Прошло двадцать лет.
Фридрих фон Шварцштейн, кардинал Гессенский, сидел в своём кабинете. Перед ним на тяжёлом дубовом столе лежал раскрытый том сочинений святого Франциска Ассизского. Однако он уже в который раз машинально перечитывал одни и те же фразы, не вникая в их смысл. Мысли его были заняты другим.
В Риме, в своей резиденции, умирал папа римский. Все понимали, что дни его сочтены, и в ближайшее время конклаву высших иерархов католической церкви предстояло собраться, чтобы выбрать из своей среды нового великого понтифика. Папа был стар и давно болен, поэтому тайная борьба за престол велась уже несколько лет. Теперь, когда развязка была близка, реальные шансы на победу имели двое из множества претендентов: Томаззо Бертолучи, кардинал Пьемонтский и Фридрих фон Шварцштейн, кардинал Гессенский. Фридрих во всём превосходил соперника: в мудрости, учёности, праведной жизни и умении привлекать к себе сердца людей. Но кардинал Пьемонтский превосходил его в коварстве и хитрости. Для достижения своей цели он не гнушался ни клеветой, ни шантажом, ни предательством, ни клятво-отступничеством.
Тихонько скрипнула дверь. Вошёл старый и преданный, как собака, слуга.

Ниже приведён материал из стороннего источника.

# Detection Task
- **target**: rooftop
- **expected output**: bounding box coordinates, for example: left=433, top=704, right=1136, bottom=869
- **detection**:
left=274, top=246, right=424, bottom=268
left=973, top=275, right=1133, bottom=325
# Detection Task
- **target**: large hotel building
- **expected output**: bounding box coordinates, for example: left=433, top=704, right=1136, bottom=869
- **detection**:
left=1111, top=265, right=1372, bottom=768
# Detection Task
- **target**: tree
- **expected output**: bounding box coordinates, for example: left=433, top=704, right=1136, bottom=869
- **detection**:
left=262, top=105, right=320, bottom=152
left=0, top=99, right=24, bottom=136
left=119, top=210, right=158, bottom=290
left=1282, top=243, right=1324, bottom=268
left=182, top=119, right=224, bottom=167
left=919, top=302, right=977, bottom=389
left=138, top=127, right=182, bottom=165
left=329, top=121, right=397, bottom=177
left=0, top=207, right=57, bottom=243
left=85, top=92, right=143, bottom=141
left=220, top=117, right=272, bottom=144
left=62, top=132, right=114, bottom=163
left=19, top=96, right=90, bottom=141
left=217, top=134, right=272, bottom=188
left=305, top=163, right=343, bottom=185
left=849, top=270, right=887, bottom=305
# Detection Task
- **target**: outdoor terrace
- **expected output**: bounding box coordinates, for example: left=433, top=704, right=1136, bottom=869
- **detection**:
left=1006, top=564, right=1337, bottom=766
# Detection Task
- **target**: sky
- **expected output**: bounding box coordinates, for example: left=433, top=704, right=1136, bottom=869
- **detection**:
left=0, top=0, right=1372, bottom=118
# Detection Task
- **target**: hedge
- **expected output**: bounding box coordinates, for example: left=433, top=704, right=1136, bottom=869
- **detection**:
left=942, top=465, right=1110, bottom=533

Он протянул хозяину поднос с запечатанным пергаментным свитком и произнёс:
– Умоляю простить, что беспокою Ваше Преосвященство. Но вам срочное послание из Рима.
Сердце Фридриха забилось. Но он спокойно взял пергамент, сломал печать с изображением двух скрещённых ключей Святого Петра, символом папской власти, и пробежал глазами письмо.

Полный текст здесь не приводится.